This is a common question. Is a naturopathic doctor a real doctor? When somebody asks this, what they’re really trying to find out is if naturopathic doctors can be trusted. Are naturopathic doctors legits? Are they quacks?
The short answers: Legit, yes. Quacks, no.
As a naturopathic doctor, who attended a four-year medical school, I can assure you naturopathic doctors are real doctors. Naturopathic doctors are also licensed healthcare providers with legal recognition. That being said, if you define a real doctor as a doctor whose primary treatment method is pharmaceuticals, a naturopathic doctor might look a little different.
What education does a naturopathic doctor have?
A licensed naturopathic doctor (ND) or naturopathic medical doctor (NMD) attends and graduates from a post-graduate doctorate program. Just as in conventional medical schools, naturopathic medical schools require four years of full-time study. It must be accredited by the Council on Naturopathic Medicine Education and recognized by the U.S Department of Education.
There are currently seven accredited programs across the U.S. and Canada. A program in Puerto Rico is currently in candidacy for accreditation.
Similarities and differences between naturopathic medical schools and conventional medical schools
There are several core similarities between naturopathic medical schools and conventional medical schools:
- Both naturopathic students and conventional medical students must become experts in the biomedical sciences: anatomy, physiology, biochemistry, immunology, and microbiology.
- Both naturopathic doctors and conventional doctors train to diagnose disease using a patient’s history, physical exam, and by interpreting laboratory testing.
- Both naturopathic medical students and conventional medical students complete 2-3 years of hands-on clinical rotations during medical school.
- Both naturopathic doctors and conventional doctors train to prescribe and manage pharmaceutical medications. However, for naturopathic doctors, it is not the first line of treatment.
So what’s different? In addition to the biomedical science and clinical rotations, naturopathic doctors spend all four years studying evidence-based, natural medicine:
- Nutrition and using food as medicine
- Botanical medicine
- Physical manipulation techniques
- Mind-body medicine
Consider this: naturopathic doctors study all the core medical curriculum of an MD, plus natural and botanical medicine, as well as psychology and counseling courses.
Why? While much of the core curriculum between a naturopathic doctor and a traditional medical doctor overlap, the differences are important. It’s not just about using natural medicine either. It comes down to how a doctor approaches health.
The six principles guiding your naturopathic doctor
Even though so much of the core curriculum overlaps, the mindset of a naturopathic doctor differs significantly. This difference is rooted in the six principles of naturopathic medicine, which are woven throughout the naturopathic curriculum. As stated on Association of Accredited Naturopathic Medical Colleges’ website , the six principles are:
- The Healing Power of Nature : Trust in the body’s inherent wisdom to heal itself.
- Identify and Treat the Causes : Look beyond the symptoms to the underlying cause.
- First Do No Harm : Utilize the most natural, least invasive and least toxic therapies.
- Doctor as Teacher : Educate patients in the steps to achieving and maintaining health.
- Treat the Whole Person : View the body as an integrated whole in all its physical and spiritual dimensions.

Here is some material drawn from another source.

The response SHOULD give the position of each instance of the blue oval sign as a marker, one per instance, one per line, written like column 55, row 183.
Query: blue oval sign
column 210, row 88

- Prevention : Focus on overall health, wellness and disease prevention.
People go to naturopathic doctors, because they’re not satisfied with treating symptoms one at a time. They want to figure out how to get their whole body back into health.
Are naturopathic doctors licensed and board certified?
Naturopathic doctors can take the primary care board certification exams that conventional doctors take. However, not every state has laws in place for the licensing of naturopathic doctors. That means in some states, naturopathic doctors are operating with all the legal rights and responsibilities of a primary care physician. They can prescribe pharmaceutical medication and refer you to specialists. In other states, that hasn’t happened yet. See the map below.
Why aren’t there more naturopathic doctors?
Currently, naturopathic doctors make up a very small percentage of physicians in the United States. Not surprisingly, many people have never heard of naturopathic medicine. However, naturopathic medicine has been a distinct profession in the United States for over 100 years. The roots of naturopathic medicine go back thousands of years, drawing on the healing wisdom of many cultures.
In the 1920’s, it was estimated that there were over 10,000 naturopath doctors and more than 20 naturopathic degree programs in the U.S. But, in the 1940’s, with the rise of pharmaceuticals and the notion that drugs could cure all diseases, most of the naturopathic medical schools shut down.
Now the tides are turning back.
A revolution is happening as educated individuals protest the current state of healthcare. Health is more than the absence of disease. Proper nutrition and exercise are essential parts of health and healing.
More and more want an alternative to a drug-focused health care system.
Naturopathic doctors are perfectly trained to fill this need.